By Prof Azeem Ibrahim

Sir Keir Starmer’s approach to foreign policy is “more assertive and more serious than that of any Labour leader since the general election of 2010 but still has serious gaps”, according to Professor Azeem Ibrahim, an award-winning international relations academic who advised the Biden Campaign on foreign policy and whose papers warning of the impact of Jeremy Corbyn’s foreign policy made front-page-news in 2019.        

In ‘The Prospective Foreign Policy of Keir Starmer’, published today by the Henry Jackson Society, Prof Ibrahim analyses the foreign policy strategy of Sir Keir Starmer in opposition, and looks ahead to how a Starmer government might react to future crises.   

Prof Ibrahim characterises the policy under Sir Keir Starmer as having a focus on process and formality but having restored the Labour Party to many of its foreign policy positions prior to the election of Ed Miliband in 2010.  

The paper challenges Sir Keir Starmer to establish a fuller vision for his foreign policy leadership, claiming that the doctrine is “rougher and less well-formed than the Labour leader might suggest”.  The report also contrasts Sir Keir Starmer’s positive foreign policy positions since taking the leadership of the Labour Party to those he adopted prior to that point which, according to Prof Ibrahim, “have not painted his capacity to make difficult, non-ideological decisions in a favourable light”.  

Overall Professor Ibrahim finds that, under Sir Keir Starmer, Labour’s foreign policy is likely to:  

  1. Favour maintaining Britain’s existing alliances but be unlikely to establish new ones.  
  2. Evidence ideological support for Joe Biden’s foreign policy and for the broad goals of the European Union.  
  3. Oppose the revisionist illiberal powers in Europe, including Viktor Orban’s Hungary and Vladimir Putin’s Russia.  
  4. Seek to work with other states on a case-by-case basis in relation to, for instance, climate change and decarbonisation.  

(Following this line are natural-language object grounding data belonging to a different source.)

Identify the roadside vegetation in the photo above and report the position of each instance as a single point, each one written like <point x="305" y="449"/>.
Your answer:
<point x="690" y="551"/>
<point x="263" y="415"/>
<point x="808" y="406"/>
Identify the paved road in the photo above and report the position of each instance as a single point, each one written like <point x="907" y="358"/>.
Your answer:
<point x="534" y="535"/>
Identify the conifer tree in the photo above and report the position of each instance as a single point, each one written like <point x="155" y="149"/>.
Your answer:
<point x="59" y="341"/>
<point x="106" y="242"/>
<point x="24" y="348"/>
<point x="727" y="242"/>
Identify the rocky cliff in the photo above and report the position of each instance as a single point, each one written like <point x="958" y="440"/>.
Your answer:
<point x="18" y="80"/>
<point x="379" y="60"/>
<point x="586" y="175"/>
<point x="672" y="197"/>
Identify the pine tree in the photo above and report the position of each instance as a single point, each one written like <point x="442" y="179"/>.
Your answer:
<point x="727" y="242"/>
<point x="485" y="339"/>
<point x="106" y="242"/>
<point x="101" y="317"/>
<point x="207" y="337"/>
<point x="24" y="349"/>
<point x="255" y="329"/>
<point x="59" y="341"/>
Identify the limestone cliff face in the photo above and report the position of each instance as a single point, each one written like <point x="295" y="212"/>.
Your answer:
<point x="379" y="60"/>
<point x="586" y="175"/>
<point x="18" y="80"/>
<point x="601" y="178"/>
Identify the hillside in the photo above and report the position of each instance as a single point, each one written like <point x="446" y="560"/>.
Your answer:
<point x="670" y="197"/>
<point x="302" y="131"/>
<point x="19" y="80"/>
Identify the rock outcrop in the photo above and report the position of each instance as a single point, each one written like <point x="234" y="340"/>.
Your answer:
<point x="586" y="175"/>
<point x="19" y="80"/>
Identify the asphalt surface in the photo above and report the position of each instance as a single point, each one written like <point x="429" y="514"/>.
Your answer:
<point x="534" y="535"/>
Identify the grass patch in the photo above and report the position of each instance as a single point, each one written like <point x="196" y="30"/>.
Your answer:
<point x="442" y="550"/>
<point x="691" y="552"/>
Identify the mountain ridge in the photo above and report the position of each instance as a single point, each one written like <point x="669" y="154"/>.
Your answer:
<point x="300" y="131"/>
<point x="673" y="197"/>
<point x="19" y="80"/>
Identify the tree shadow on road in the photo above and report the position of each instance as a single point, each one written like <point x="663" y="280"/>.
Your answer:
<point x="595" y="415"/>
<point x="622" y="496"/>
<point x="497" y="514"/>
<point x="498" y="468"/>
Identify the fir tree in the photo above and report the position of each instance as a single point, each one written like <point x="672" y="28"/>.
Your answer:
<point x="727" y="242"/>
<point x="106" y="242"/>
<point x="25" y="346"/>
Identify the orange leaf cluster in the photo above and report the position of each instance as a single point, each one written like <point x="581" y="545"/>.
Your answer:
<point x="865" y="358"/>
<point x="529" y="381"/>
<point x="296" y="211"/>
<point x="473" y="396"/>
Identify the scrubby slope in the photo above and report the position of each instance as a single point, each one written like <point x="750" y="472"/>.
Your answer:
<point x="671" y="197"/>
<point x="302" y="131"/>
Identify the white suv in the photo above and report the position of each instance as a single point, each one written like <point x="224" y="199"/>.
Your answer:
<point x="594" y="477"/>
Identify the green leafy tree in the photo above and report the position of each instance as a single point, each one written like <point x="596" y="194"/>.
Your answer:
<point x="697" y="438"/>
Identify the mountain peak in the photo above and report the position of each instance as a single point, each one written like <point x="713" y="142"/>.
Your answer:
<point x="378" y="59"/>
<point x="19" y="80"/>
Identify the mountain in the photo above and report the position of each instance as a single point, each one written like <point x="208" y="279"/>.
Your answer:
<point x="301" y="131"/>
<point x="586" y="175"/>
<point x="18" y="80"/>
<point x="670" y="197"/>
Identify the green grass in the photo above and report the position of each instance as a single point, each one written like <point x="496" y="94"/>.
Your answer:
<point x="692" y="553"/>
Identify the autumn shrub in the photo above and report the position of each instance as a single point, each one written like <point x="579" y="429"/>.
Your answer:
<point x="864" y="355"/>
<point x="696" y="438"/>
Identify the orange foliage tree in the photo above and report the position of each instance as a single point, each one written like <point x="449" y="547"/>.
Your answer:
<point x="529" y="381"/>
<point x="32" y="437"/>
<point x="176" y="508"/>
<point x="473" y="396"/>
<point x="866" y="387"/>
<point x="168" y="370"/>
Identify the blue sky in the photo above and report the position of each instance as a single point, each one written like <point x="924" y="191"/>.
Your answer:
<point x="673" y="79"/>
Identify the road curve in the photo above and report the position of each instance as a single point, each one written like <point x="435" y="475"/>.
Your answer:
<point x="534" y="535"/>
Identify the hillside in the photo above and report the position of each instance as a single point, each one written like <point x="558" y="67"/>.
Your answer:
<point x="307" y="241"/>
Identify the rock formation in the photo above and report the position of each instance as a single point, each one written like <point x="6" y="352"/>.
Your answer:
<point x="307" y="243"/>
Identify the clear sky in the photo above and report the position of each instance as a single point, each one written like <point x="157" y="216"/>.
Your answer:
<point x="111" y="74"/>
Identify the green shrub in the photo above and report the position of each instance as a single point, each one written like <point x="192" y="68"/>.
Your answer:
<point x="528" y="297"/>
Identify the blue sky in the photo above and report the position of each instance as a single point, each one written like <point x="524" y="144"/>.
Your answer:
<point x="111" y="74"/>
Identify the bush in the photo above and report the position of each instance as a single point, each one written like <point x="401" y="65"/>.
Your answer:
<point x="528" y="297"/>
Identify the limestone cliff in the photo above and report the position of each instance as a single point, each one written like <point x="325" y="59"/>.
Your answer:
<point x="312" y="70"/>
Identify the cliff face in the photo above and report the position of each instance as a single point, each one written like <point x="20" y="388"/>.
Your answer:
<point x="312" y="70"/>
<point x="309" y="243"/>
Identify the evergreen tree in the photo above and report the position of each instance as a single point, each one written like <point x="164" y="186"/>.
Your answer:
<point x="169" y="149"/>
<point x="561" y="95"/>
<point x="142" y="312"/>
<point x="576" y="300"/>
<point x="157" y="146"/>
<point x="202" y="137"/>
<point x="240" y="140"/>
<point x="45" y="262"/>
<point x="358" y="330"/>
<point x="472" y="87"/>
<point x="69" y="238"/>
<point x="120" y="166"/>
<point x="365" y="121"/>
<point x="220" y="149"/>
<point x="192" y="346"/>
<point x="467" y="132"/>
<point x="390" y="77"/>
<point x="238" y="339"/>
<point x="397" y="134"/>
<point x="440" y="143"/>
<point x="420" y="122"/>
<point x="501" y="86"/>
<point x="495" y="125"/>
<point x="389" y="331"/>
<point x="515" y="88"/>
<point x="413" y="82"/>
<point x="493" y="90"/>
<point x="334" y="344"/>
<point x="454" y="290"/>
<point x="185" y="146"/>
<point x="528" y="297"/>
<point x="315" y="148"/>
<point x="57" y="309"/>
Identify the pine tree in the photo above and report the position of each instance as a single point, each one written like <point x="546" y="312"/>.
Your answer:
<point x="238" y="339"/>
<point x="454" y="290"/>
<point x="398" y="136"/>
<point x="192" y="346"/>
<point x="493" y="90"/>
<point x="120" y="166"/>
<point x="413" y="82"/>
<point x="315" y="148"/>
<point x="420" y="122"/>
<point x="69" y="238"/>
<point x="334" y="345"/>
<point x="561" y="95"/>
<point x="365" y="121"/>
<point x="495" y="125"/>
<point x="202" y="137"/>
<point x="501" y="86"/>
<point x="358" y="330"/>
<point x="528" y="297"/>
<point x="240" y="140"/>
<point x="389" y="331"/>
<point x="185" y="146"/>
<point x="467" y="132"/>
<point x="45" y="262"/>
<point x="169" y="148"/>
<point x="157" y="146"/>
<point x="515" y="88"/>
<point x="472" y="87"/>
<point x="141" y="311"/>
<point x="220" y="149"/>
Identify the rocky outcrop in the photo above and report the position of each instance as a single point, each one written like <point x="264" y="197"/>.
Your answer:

The paper recommends that the Labour Party seeks to create a foreign policy doctrine of similar scope and depth to the Integrated Review, published by the Government in 2021. If no such effort is made, the author concludes that “the Labour Party risks entering government unprepared and without the capacity to make significant foreign policy decisions”.   

Prof Ibrahim identifies a particular need to set out a vision for global leadership that would see the UK play a major role in containing Chinese expansionism, or a new counterterrorism mission in the greater Middle East or the Sahel, or in carrying out strikes to punish the use of chemical, radiological, biological or nuclear weapons. 

The paper marks the first major study of the Labour leader’s foreign policy approach.  As the paper identifies, Sir Keir’s career has seen him commit little to the record in terms of foreign policy philosophy.  

 Read the report here

“This is the first major assessment of Sir Keir Starmer’s foreign policy since he took over the leadership of the Labour Party.  Like most report cards, it is a mixed picture, but Sir Keir can take credit for restoring the Labour Party’s foreign policy standing to closer to the party’s norm, before the aberrations of the previous ten years.     

‘However, if the Labour Party is – as Sir Keir says it is – a government in waiting, the time has come to set out a positive vision for Labour’s foreign policy that lets our adversaries and allies know the tenor it will take.”